The ECB will meet for the first time since it unveiled a tweaked inflation target earlier this month and is all but certain to promise an even longer period of stimulus to make good on its commitment to boost inflation.
Lower-rated euro zone bond yields were broadly lower in morning trade as investors positioned for that.
“The July meeting was never expected to matter much, but following the strategy review could turn out to be a decisive milestone,” analysts at RBC said in a note.
They said they expected policymakers would use this opportunity to steer markets towards an even longer period of low rates than currently priced in.

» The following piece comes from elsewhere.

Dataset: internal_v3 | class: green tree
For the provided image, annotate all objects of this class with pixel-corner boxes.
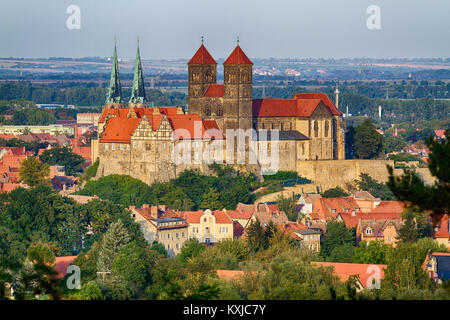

Italy’s 10-year bond yield dropped two basis points to 0.6708%, the lowest since early April, and other southern European benchmark bond yields were also down 1-2 basis points on the day.,,
The ECB’s recent statement that it believes any further cut in interest rates would not be beneficial given their already low levels has led investors to conclude that the focus will shift even further to bond purchases.
Italy, as one of the lowest-rated countries in the single currency bloc and one of the biggest sovereign borrowers in the world, is seen as the biggest beneficiary of such a shift.
The closely-watched spread between Italian yields and German Bunds – the euro zone’s benchmark – stood at 106 basis points on Thursday; still a distance from July’s low of 98.72 bps.
An improvement in risk sentiment has also helped lower-rated bonds, with Asian stocks gaining in early trade after a rebound in Wall Street overnight, with the anticipation of fiscal and monetary stimulus countering worries about the spread of the Delta variant of COVID-19.